The captain of the Clear Air Turbulence was taking no chances. He dropped out of every game before he could lose a Life, obviously waiting for a hand that would be almost unbeatable before gambling for what might be the last time in the game. Horza ate. Horza drank. Horza sniffed. Sometimes he tried to look over at the terrace he had been on at first, where the bored-looking woman was
, but he couldn’t see for the lights. Now and again he looked up at the fighting animals on the trapezes. They were tired now, and injured. The elaborate choreography of their earlier movements was gone, and they were reduced to hanging grimly onto their trapeze with one limb and striking out at each other with the other clawed arm whenever they happened to come close enough. Drops of white blood fell like sparse snow and settled on an invisible force field twenty metres beneath them.
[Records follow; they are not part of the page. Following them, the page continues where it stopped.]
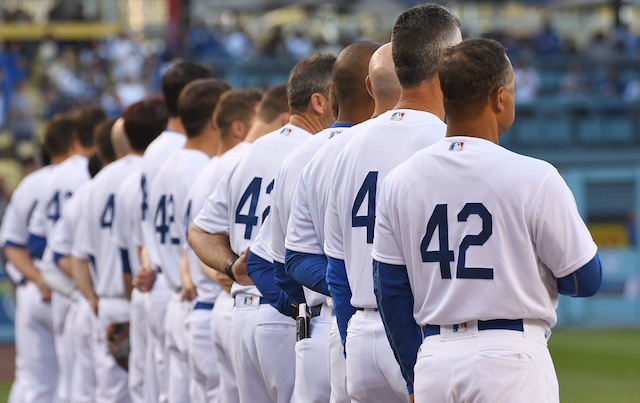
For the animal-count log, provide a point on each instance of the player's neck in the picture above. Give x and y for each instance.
(426, 97)
(175, 125)
(484, 126)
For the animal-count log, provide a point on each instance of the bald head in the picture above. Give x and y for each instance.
(119, 139)
(348, 76)
(383, 84)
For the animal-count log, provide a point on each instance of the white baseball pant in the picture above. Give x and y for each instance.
(220, 328)
(312, 382)
(263, 350)
(373, 374)
(112, 384)
(486, 366)
(83, 387)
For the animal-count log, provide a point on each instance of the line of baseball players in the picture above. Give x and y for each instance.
(234, 213)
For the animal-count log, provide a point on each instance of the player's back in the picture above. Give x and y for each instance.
(200, 190)
(359, 170)
(485, 232)
(101, 213)
(167, 202)
(156, 154)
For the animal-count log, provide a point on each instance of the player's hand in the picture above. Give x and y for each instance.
(189, 293)
(45, 292)
(239, 269)
(145, 279)
(223, 280)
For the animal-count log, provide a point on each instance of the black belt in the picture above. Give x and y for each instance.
(496, 324)
(203, 305)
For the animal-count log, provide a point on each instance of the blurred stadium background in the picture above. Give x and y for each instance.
(578, 94)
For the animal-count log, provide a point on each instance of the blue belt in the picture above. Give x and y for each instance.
(496, 324)
(203, 305)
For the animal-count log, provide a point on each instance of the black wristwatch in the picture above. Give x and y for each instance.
(229, 265)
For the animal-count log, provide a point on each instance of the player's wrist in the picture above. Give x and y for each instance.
(228, 268)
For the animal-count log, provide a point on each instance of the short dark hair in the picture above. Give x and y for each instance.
(58, 136)
(419, 36)
(274, 103)
(87, 119)
(176, 78)
(470, 73)
(197, 102)
(309, 76)
(350, 71)
(144, 121)
(102, 140)
(236, 105)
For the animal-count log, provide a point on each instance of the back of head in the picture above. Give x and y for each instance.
(349, 75)
(419, 37)
(197, 102)
(144, 121)
(236, 105)
(309, 76)
(176, 78)
(58, 137)
(470, 73)
(273, 104)
(102, 140)
(87, 119)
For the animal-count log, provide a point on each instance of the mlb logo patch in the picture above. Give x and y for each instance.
(397, 116)
(456, 146)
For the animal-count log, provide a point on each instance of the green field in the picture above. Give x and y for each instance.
(595, 366)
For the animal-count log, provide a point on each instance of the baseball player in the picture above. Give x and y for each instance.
(35, 348)
(148, 277)
(355, 105)
(139, 131)
(419, 36)
(64, 180)
(102, 285)
(167, 201)
(233, 116)
(305, 259)
(473, 244)
(263, 338)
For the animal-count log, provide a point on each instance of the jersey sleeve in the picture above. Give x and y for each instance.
(386, 248)
(301, 234)
(563, 242)
(214, 216)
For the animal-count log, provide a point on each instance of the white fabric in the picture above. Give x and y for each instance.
(388, 140)
(159, 151)
(536, 233)
(167, 202)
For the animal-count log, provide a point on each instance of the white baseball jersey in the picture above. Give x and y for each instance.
(123, 228)
(168, 199)
(93, 236)
(387, 141)
(18, 213)
(242, 200)
(159, 151)
(305, 230)
(484, 232)
(63, 180)
(270, 244)
(204, 185)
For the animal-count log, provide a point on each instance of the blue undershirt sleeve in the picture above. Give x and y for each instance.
(308, 269)
(583, 282)
(36, 245)
(395, 303)
(262, 275)
(341, 294)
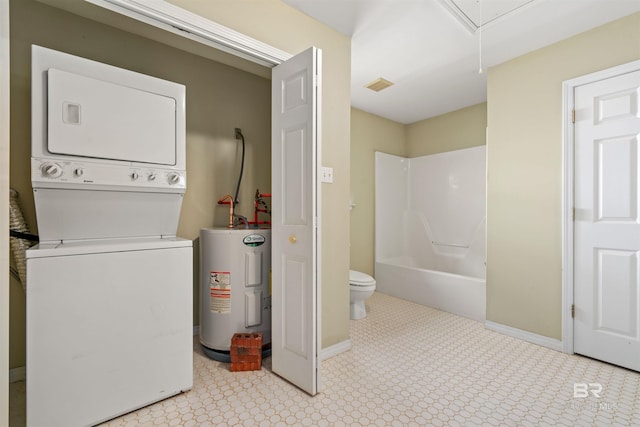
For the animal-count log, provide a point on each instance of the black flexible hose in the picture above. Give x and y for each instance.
(235, 198)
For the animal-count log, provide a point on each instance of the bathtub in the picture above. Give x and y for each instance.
(455, 293)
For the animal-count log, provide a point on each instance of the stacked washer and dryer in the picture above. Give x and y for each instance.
(109, 287)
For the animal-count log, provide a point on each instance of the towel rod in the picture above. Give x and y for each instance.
(452, 245)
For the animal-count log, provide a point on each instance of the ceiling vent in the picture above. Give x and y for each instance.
(378, 84)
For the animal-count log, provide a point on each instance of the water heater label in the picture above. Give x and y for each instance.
(253, 240)
(220, 292)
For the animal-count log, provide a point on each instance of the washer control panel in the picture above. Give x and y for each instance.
(61, 172)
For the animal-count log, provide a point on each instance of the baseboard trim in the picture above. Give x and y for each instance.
(18, 374)
(540, 340)
(335, 349)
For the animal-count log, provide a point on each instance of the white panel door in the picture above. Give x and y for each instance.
(607, 221)
(295, 312)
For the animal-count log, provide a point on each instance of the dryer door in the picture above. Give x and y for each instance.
(98, 119)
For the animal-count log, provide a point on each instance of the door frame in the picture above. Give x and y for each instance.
(4, 213)
(568, 181)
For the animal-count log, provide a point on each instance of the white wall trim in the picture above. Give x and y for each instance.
(335, 349)
(568, 88)
(540, 340)
(177, 20)
(18, 374)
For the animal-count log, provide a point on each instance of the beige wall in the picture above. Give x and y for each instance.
(369, 133)
(459, 129)
(275, 23)
(219, 98)
(524, 221)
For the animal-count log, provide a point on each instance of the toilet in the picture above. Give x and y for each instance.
(361, 287)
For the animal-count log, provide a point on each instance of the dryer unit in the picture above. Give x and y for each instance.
(109, 287)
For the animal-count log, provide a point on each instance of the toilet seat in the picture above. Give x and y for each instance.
(357, 278)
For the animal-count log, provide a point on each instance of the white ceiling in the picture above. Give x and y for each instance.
(433, 56)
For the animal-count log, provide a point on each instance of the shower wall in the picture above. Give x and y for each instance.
(432, 210)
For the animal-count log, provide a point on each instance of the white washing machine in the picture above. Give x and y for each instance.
(109, 286)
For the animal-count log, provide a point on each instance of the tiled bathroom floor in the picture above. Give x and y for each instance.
(409, 365)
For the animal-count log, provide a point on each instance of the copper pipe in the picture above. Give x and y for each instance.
(221, 201)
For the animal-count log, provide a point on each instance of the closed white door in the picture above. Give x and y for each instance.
(295, 148)
(607, 220)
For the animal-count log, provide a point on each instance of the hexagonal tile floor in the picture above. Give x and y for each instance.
(411, 365)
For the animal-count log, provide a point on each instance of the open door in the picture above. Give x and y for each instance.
(295, 194)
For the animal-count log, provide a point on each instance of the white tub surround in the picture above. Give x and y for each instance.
(430, 229)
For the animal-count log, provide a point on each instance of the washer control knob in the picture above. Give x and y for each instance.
(173, 178)
(51, 170)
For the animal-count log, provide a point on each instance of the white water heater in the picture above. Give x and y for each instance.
(235, 287)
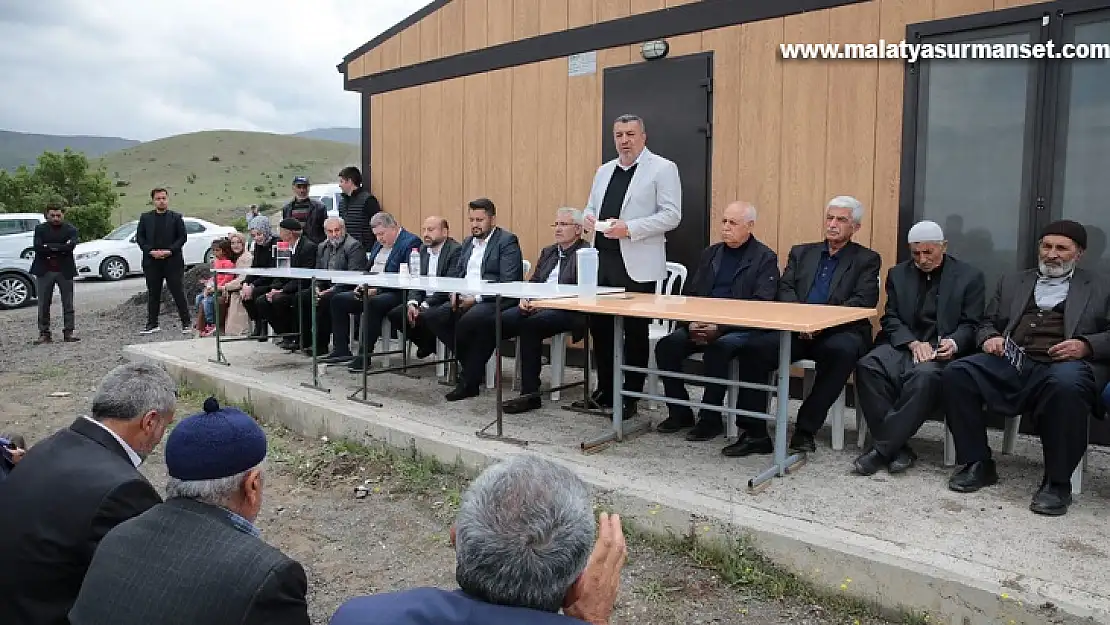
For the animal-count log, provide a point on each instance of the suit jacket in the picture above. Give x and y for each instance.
(420, 606)
(653, 205)
(1086, 313)
(855, 281)
(502, 262)
(548, 258)
(960, 299)
(144, 238)
(54, 244)
(188, 563)
(58, 503)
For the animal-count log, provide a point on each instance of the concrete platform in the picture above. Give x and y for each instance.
(905, 542)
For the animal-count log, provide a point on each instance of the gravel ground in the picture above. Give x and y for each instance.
(396, 535)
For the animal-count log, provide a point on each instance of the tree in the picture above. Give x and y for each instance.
(87, 192)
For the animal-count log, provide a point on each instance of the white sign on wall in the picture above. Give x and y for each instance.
(582, 64)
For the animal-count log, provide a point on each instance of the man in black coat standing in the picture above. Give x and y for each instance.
(74, 486)
(53, 264)
(161, 235)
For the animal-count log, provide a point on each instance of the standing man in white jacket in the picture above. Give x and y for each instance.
(635, 200)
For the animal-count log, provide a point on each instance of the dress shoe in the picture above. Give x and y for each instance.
(707, 429)
(747, 445)
(974, 476)
(1051, 500)
(869, 463)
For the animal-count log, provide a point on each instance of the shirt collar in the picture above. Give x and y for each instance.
(131, 453)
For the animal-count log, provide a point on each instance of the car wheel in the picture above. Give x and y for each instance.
(14, 291)
(113, 268)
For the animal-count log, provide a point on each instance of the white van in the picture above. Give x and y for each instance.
(17, 234)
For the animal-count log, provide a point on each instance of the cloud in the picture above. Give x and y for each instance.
(151, 69)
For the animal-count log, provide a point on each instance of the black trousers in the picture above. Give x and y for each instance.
(1058, 395)
(896, 395)
(157, 271)
(612, 272)
(834, 351)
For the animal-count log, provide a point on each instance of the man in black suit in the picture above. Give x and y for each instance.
(934, 308)
(437, 254)
(198, 557)
(74, 486)
(53, 264)
(161, 235)
(1046, 350)
(492, 254)
(836, 272)
(279, 304)
(738, 268)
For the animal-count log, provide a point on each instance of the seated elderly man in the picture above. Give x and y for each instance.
(1046, 350)
(391, 250)
(739, 268)
(934, 306)
(836, 272)
(524, 548)
(74, 486)
(198, 557)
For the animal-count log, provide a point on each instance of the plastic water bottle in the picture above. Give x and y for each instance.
(587, 274)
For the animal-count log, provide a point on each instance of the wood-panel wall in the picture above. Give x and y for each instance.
(787, 135)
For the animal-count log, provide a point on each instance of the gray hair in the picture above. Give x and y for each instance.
(524, 533)
(848, 202)
(383, 220)
(132, 390)
(219, 492)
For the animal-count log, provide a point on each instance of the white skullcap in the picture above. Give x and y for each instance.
(926, 232)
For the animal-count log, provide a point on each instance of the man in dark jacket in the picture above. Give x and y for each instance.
(198, 557)
(1046, 352)
(738, 268)
(53, 264)
(836, 272)
(357, 205)
(934, 308)
(74, 486)
(161, 235)
(310, 212)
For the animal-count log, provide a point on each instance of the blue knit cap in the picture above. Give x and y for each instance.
(213, 444)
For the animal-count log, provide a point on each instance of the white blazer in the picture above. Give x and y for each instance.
(653, 205)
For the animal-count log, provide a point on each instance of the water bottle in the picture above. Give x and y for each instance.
(587, 274)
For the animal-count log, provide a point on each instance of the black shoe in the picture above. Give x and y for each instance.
(803, 442)
(707, 429)
(1051, 500)
(974, 476)
(869, 463)
(747, 445)
(522, 404)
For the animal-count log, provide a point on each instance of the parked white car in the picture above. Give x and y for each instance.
(17, 234)
(118, 255)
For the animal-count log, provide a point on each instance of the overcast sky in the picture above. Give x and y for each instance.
(154, 68)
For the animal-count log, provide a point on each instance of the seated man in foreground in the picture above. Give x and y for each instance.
(739, 268)
(934, 306)
(198, 557)
(515, 563)
(836, 272)
(492, 254)
(1046, 349)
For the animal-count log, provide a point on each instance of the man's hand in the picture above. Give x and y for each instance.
(1070, 350)
(595, 592)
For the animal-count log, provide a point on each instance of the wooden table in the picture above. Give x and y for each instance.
(784, 318)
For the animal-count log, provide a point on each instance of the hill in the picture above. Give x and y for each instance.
(22, 148)
(341, 134)
(213, 174)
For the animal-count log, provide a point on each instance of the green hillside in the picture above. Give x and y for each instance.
(214, 174)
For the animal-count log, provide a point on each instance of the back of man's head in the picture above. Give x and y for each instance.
(524, 534)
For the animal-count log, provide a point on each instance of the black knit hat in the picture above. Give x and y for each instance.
(1067, 228)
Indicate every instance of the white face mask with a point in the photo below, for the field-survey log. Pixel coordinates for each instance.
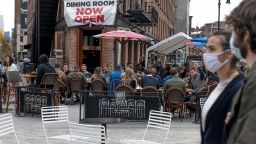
(236, 51)
(212, 63)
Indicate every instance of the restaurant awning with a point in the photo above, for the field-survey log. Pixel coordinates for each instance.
(168, 45)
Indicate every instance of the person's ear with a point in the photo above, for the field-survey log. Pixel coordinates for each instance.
(229, 55)
(247, 37)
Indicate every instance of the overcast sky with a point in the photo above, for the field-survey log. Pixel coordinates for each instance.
(206, 11)
(203, 11)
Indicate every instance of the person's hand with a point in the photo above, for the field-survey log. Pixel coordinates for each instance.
(189, 90)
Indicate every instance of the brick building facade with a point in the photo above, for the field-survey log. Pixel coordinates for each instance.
(75, 45)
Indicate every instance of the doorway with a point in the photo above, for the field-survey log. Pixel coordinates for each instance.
(91, 59)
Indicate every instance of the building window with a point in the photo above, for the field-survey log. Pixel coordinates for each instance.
(21, 38)
(89, 40)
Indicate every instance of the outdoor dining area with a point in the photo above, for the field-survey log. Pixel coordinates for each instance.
(157, 92)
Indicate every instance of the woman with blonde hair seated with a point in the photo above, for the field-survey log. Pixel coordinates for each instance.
(98, 74)
(129, 78)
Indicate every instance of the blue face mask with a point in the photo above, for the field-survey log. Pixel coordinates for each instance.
(236, 51)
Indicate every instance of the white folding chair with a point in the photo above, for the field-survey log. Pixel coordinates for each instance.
(157, 129)
(56, 123)
(7, 127)
(57, 126)
(87, 134)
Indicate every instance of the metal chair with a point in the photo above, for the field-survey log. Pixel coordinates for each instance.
(6, 128)
(149, 91)
(88, 134)
(126, 88)
(13, 79)
(49, 80)
(174, 101)
(157, 130)
(98, 87)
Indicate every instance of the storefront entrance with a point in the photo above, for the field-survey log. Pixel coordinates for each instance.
(91, 59)
(91, 50)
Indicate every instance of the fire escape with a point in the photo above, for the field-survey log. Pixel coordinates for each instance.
(141, 15)
(44, 27)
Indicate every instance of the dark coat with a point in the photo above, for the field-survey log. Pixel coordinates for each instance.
(43, 67)
(241, 128)
(215, 120)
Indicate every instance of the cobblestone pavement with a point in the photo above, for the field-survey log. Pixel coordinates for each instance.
(29, 130)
Gradually the Lives died. The game went on. Time, according to who you were, dragged or flashed by. The price of drinks and drugs and food went up slowly as the destruction time crept closer. Through the still transparent dome of the old arena the lights of departing shuttles blazed now and again. A fight broke out between two punters at the bar. Horza got up and moved away before the security guards came to break it up.
Horza counted his money. He had two Aoish credit Tenths left, plus some money credited to the negotiable cards, which were becoming harder and harder to use as the accepting computers in the Orbital’s financial network were closed down.
He leant on a restraining bar on a circular walkway, watching the game progress on the table below. Wilgre was leading; the Suut was just behind. They had both lost the same number of Lives, but the blue giant had more money. Two of the hopefuls had left the game, one after trying unsuccessfully to persuade the officiating Ishlorsinami that he could afford to gamble with his own life. Kraiklyn was still in there; but, from the close-up of his face which Horza caught on a monitor screen in a drug bar he passed, the Man was finding the going hard.
Horza toyed with one of the Aoish credit Tenths, wishing the game would end, or at least that Kraiklyn would get put out. The coin stuck to his hand, and he looked down into it. It was like looking into a tiny, infinite tube, lit from the very bottom. By bringing it up to your eye, with the other closed, you could experience vertigo.